When the Pharisee who had invited him saw this, he said to himself, “If this man were a prophet, he would know who is touching him and what kind of woman she is—that she is a sinner.”
Jesus answered him, “Simon, I have something to tell you.”
“Tell me, teacher,” he said.
“Two people owed money to a certain moneylender. One owed him five hundred denarii, and the other fifty. Neither of them had the money to pay him back, so he forgave the debts of both. Now which of them will love him more?”
Simon replied, “I suppose the one who had the bigger debt forgiven.”
“You have judged correctly,” Jesus said.
Then he turned toward the woman and said to Simon, “Do you see this woman? I came into your house. You did not give me any water for my feet, but she wet my feet with her tears and wiped them with her hair. You did not give me a kiss, but this woman, from the time I entered, has not stopped kissing my feet. You did not put oil on my head, but she has poured perfume on my feet. Therefore, I tell you, her many sins have been forgiven—as her great love has shown. But whoever has been forgiven little loves little.”
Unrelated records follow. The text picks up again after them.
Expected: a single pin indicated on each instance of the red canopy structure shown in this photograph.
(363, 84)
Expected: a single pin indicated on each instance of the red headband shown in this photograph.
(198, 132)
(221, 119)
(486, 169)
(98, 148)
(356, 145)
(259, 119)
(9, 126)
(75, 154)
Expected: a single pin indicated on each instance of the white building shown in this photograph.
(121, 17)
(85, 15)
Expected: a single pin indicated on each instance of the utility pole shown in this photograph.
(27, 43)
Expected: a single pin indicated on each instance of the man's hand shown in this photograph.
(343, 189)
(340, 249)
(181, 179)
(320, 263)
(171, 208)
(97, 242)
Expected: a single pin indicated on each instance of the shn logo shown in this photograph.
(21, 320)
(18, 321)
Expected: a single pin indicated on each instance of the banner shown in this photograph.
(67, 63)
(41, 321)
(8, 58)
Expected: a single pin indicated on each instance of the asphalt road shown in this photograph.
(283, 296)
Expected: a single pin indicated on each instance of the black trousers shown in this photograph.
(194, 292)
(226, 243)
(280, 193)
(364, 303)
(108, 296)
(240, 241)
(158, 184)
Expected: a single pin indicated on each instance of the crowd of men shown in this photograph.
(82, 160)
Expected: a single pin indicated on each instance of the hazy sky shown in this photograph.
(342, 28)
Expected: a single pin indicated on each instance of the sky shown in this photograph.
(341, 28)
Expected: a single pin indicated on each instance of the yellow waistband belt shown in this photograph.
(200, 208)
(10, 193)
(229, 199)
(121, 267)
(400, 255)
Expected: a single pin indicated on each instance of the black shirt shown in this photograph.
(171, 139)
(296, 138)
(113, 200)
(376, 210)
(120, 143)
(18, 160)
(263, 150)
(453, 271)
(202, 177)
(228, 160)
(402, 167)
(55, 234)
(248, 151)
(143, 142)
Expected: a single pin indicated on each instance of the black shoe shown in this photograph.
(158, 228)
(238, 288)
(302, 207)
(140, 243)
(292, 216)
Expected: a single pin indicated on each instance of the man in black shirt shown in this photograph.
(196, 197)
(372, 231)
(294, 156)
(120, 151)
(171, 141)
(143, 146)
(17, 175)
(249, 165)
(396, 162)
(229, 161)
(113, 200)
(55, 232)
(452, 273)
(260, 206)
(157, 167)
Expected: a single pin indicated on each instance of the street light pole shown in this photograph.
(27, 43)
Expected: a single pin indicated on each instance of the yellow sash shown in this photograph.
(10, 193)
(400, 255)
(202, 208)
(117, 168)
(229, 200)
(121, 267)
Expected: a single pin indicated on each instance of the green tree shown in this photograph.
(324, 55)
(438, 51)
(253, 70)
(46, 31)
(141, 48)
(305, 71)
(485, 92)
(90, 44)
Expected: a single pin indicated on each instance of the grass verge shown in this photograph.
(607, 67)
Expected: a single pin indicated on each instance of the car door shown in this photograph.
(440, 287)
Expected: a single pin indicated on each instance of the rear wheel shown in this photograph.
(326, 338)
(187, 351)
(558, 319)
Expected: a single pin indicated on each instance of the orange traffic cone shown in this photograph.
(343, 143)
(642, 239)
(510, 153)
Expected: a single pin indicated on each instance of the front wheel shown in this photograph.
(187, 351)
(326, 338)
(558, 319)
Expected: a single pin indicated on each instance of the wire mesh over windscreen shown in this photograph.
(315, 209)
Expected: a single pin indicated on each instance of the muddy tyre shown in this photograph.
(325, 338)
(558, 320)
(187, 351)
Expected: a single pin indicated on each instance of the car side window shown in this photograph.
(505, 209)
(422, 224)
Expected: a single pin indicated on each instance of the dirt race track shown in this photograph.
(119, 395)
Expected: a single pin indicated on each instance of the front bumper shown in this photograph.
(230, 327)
To take this from another perspective that is on my main topic, there is much love where there is much sacrifice and where there is much forgiveness. Where the woman above passage showed love in response and proportion to Christ's sacrificial love, the love that John received from Christ was great because it was in response to his own sinfulness. So, saying that Christ loved him much was saying that he had a lot bad in his heart that Christ had to sacrifice to atone in him. Christ's love is proportional to the natural darkness of our own hearts. That being the case, I am a man who Christ loves very much as well. I know how voluminous the darkness in my heart is that needs to be forgiven.